News and commentary on Religion, especially Southern religion.

Sunday, September 6, 2009

Legionaries of Christ (well-timed) apology to Regnum Christi

Legionaries of Christ

A letter regarded with some skepticism by critics has been sent to the members and friends of Regnum Christi, the lay movement associated with the Legionaries of Christ.

The letter extends "a special apology on behalf of the Legion" to victims of their founder’s sexual misconduct, and announces recent efforts to move forward.

This letter comes less than a month after reports that Legionaries of Christ founder Marcial Maciel fathered perhaps six children. Not merely the one revealed on Feb. 3.

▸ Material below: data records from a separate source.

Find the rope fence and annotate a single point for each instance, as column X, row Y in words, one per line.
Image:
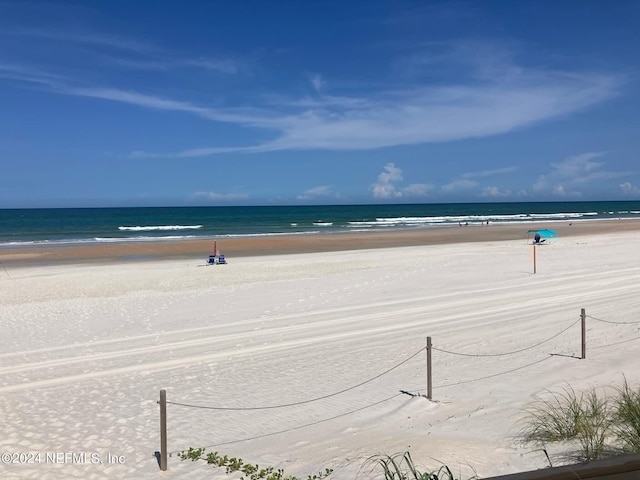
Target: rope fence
column 164, row 454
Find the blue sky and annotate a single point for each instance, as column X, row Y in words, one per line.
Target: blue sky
column 115, row 103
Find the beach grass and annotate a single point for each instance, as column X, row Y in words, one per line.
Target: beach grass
column 601, row 424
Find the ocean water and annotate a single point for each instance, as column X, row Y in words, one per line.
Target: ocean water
column 75, row 225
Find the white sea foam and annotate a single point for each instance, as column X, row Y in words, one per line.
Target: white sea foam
column 148, row 228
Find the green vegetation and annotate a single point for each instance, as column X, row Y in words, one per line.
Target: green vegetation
column 247, row 470
column 600, row 425
column 402, row 467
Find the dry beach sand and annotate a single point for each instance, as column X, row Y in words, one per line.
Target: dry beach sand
column 323, row 330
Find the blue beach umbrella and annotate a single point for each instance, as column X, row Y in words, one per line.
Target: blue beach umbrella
column 540, row 235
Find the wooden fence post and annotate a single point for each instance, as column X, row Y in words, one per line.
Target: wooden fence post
column 583, row 321
column 163, row 430
column 429, row 395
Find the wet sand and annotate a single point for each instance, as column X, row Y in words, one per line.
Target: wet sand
column 284, row 244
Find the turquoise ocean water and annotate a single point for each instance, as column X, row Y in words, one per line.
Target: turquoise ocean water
column 77, row 225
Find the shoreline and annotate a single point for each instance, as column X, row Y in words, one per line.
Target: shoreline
column 34, row 255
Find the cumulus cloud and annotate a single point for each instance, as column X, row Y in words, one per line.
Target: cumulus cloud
column 568, row 176
column 388, row 185
column 317, row 82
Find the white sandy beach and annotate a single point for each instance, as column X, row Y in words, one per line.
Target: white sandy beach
column 85, row 350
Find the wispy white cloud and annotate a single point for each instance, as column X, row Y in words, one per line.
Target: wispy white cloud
column 495, row 192
column 629, row 189
column 89, row 38
column 315, row 193
column 404, row 114
column 219, row 197
column 489, row 173
column 459, row 184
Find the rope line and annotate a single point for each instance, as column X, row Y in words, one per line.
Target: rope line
column 609, row 321
column 295, row 428
column 506, row 353
column 495, row 374
column 617, row 343
column 206, row 407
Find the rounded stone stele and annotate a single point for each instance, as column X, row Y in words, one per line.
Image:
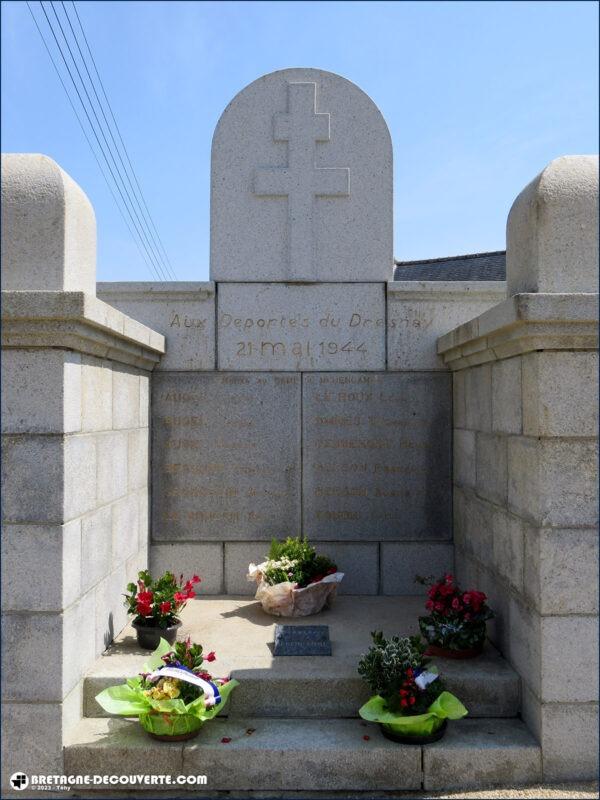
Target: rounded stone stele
column 301, row 183
column 48, row 228
column 552, row 230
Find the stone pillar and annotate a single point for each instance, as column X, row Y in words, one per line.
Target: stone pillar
column 525, row 460
column 75, row 388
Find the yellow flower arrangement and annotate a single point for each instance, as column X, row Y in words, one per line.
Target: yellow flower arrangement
column 165, row 689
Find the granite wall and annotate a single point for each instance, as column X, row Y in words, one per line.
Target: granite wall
column 525, row 379
column 321, row 409
column 75, row 463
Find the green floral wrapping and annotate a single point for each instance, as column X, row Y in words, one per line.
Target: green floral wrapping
column 170, row 724
column 445, row 706
column 163, row 717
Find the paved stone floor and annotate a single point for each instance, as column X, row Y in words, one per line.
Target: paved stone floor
column 559, row 791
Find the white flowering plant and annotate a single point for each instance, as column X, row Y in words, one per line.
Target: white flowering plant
column 295, row 560
column 294, row 581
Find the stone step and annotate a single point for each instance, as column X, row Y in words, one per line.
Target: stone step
column 488, row 687
column 291, row 755
column 322, row 686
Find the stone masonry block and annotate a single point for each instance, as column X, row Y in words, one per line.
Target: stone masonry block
column 464, row 472
column 402, row 561
column 48, row 227
column 144, row 400
column 358, row 561
column 187, row 559
column 459, row 408
column 507, row 412
column 561, row 570
column 478, row 398
column 575, row 638
column 569, row 739
column 50, row 552
column 96, row 547
column 491, row 461
column 560, row 394
column 125, row 397
column 499, row 628
column 508, row 547
column 110, row 613
column 96, row 390
column 466, row 569
column 112, row 466
column 419, row 312
column 478, row 527
column 79, row 475
column 553, row 482
column 32, row 479
column 38, row 724
column 237, row 558
column 78, row 640
column 41, row 391
column 137, row 461
column 136, row 563
column 183, row 312
column 26, row 675
column 551, row 233
column 525, row 644
column 144, row 517
column 125, row 528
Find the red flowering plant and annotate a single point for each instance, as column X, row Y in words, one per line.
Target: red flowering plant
column 410, row 701
column 156, row 603
column 174, row 695
column 456, row 619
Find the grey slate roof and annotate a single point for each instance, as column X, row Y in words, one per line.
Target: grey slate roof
column 471, row 267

The American Papist argues that the allegations suggest several conclusions:

  1. Fr. Maciel was an extraordinary, calculating fraud and he ought to be acknowledged as such by the leaders of the Legion and Regnum Christi alike.
  2. The breadth of Fr. Maciel’s crimes makes it nearly impossible that other members of the Legion did not know of them, and they ought to be brought to justice.
  3. The serious financial infraction of misusing lay resources (money, property, etc) for the upkeep of Fr. Maciel’s mistress and his other escapades demands restitution.
  4. The ongoing revelations about Fr. Maciel and his enablers requires an intense examination, person-by-person, of those still charged with the movement’s leadership.

Coverup has long been the the Legion's approach. An earlier, incomplete letter. Well-time revelations. Those were preceded legal actions to silence former members and suppress documents. But some documents affirming the Legion's cult-like practices still leaked out and are available for download.

The implosion of the Legionaries of Christ is “unique in modern church history,” writes Jason Berry of New Orleans for the Hartford Courant. This is the result of issues which date to the 1950s, Berry explains in the Hartford Courant:

In 1997, Gerald Renner and I reported in The Courant on sex abuse accusations against Maciel by nine men who had been Legion seminarians in Spain and Rome in the 1950s. Juan Vaca, who said his abuse began at age 12, produced documents he sent to the Vatican in the 1970s and in 1989, to Pope John Paul II. Each time, the Vatican failed to act.

There is now a Vatican inquiry under way. As we have suggested since February, Maciel’s history of predation and cult leadership style shaped the order’s culture. An outside investigation was required. What of new leadership, also needed?